In any case, reduction of dose must be undertaken under close supervision and must be gradual. If significant withdrawal symptoms develop, the previous dosing schedule should be reinstituted and, only after stabilization, should a less rapid schedule of discontinuation be attempted. In a controlled postmarketing discontinuation study of panic disorder patients which compared this recommended taper schedule with a slower taper schedule, no difference was observed between the groups in the proportion of patients who tapered to zero dose; however, the slower schedule was associated with a reduction in symptoms associated with a withdrawal syndrome. It is suggested that the dose be reduced by no more than 0.5 mg every three days, with the understanding that some patients may benefit from an even more gradual discontinuation. Some patients may prove resistant to all discontinuation regimens.

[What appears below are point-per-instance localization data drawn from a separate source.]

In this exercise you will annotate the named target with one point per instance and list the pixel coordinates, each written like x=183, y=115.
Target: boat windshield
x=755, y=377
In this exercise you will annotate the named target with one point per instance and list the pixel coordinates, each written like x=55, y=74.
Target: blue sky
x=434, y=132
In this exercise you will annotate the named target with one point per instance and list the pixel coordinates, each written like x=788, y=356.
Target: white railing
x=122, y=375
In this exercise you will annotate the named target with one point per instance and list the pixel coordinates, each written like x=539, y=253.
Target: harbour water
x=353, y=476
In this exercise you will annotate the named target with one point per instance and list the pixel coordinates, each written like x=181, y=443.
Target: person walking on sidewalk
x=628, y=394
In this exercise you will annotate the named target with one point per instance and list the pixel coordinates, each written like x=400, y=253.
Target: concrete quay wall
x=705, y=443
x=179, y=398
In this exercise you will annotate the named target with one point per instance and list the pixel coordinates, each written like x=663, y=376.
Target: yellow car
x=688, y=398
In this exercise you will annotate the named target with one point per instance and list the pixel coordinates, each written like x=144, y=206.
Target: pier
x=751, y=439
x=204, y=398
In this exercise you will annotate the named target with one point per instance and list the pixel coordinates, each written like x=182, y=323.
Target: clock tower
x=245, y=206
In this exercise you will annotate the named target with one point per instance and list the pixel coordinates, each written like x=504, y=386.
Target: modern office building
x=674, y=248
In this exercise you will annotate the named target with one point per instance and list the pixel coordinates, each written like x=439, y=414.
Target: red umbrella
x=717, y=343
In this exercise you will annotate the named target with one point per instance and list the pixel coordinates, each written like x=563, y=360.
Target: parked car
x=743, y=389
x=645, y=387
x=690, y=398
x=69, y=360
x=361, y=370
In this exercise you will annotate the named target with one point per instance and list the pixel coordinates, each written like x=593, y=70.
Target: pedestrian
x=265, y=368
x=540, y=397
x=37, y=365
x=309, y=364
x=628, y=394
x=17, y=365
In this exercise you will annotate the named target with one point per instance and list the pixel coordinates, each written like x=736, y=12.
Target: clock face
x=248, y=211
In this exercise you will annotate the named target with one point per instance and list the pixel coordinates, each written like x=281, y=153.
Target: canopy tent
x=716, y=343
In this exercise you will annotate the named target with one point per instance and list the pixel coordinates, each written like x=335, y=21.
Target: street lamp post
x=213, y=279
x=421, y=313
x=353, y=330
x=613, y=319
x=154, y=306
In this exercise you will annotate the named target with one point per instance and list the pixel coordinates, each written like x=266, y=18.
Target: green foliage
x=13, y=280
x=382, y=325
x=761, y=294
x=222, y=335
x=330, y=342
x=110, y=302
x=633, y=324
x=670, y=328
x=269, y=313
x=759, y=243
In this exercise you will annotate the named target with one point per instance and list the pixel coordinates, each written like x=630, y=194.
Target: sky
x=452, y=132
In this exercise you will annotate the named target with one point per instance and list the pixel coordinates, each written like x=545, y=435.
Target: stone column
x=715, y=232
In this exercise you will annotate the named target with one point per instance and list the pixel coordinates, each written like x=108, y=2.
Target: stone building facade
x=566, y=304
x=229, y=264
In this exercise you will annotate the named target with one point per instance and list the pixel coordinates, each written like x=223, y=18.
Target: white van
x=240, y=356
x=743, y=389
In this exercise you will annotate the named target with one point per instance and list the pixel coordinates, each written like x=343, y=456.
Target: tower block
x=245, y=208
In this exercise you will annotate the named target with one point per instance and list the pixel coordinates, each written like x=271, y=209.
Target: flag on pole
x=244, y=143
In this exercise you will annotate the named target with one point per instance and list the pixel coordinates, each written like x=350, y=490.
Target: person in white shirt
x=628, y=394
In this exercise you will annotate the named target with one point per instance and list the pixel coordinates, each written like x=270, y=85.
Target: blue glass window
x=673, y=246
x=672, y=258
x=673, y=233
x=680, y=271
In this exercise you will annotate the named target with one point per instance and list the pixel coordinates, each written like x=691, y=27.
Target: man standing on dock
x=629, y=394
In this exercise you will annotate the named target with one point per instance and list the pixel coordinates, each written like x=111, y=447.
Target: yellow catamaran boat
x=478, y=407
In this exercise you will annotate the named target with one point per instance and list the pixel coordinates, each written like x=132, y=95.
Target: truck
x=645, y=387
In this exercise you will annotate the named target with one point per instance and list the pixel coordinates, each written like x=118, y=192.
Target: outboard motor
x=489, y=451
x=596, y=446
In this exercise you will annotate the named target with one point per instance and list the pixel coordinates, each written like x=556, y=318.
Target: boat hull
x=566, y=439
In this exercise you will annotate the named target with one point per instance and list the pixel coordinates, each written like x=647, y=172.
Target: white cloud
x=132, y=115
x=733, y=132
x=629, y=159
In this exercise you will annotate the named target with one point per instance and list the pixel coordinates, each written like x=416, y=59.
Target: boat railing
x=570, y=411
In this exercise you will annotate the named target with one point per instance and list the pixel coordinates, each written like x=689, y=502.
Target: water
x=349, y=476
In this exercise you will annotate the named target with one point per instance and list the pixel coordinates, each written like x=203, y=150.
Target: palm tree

Switch From XANAX (Immediate-Release) Tablets To Alprazolam Wynn (Extended-Release) Tablets

Patients who are currently being treated with divided doses of XANAX (immediate-release) Tablets, for example 3 to 4 times a day, may be switched to Alprazolam Wynn Tablets at the same total daily dose taken once daily. If the therapeutic response after switching is inadequate, the dosage may be titrated as outlined above.